La densidad se construye desde el suelo

Un césped poco denso después del verano no necesita necesariamente ser sustituido por completo.

Si todavía conserva una buena proporción de plantas sanas, una resiembra bien realizada puede ayudar a ocupar los claros y aumentar progresivamente la densidad.

Pero la semilla por sí sola no hace milagros.

Necesita tocar el suelo, disponer de humedad durante la germinación y crecer en unas condiciones que no reproduzcan el problema que debilitó al césped anterior.

Por eso la verdadera acción de septiembre tiene varias partes: diagnosticar, preparar, resembrar y mantener correctamente la humedad.

Hazlo cuando las temperaturas sean adecuadas y dale tiempo. Las pequeñas plántulas que apenas se ven durante los primeros días pueden convertirse en la cubierta que haga que el césped vuelva a parecer uniforme y denso.

Preguntas frecuentes

¿Por qué septiembre puede ser buen momento para resembrar?
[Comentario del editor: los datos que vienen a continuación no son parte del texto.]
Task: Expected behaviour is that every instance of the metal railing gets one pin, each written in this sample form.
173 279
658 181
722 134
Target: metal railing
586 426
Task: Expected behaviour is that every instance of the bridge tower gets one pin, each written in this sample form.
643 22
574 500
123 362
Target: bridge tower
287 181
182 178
Para muchos céspedes de clima fresco, el suelo conserva suficiente temperatura para la germinación mientras el calor ambiental empieza a disminuir. La fecha exacta depende del clima local.

¿Puedo simplemente tirar las semillas encima del césped?

Puedes hacerlo, pero conseguir un buen contacto entre semilla y suelo mejora considerablemente las posibilidades de establecimiento.

¿Debo cubrir completamente las semillas con tierra?

No necesariamente. Muchas semillas de césped se colocan muy cerca de la superficie. Sigue las instrucciones específicas de la mezcla utilizada.

¿Cuántas veces debo regar después de sembrar?

No existe una frecuencia universal. Durante la germinación, mantén la superficie uniformemente húmeda sin formar charcos y adapta los riegos a temperatura, viento y suelo.

¿Puedo caminar sobre el césped recién resembrado?

Conviene reducir el tránsito hasta que las nuevas plantas estén suficientemente establecidas.

¿Tengo que fertilizar al mismo tiempo?

No siempre. Depende del suelo y de sus nutrientes. Si utilizas fertilizante, sigue las dosis apropiadas y evita aplicaciones excesivas.

¿La resiembra arreglará cualquier zona sin césped?

No. Si existe sombra excesiva, drenaje deficiente, compactación severa, una enfermedad activa o condiciones inadecuadas para la especie, primero debes corregir la causa.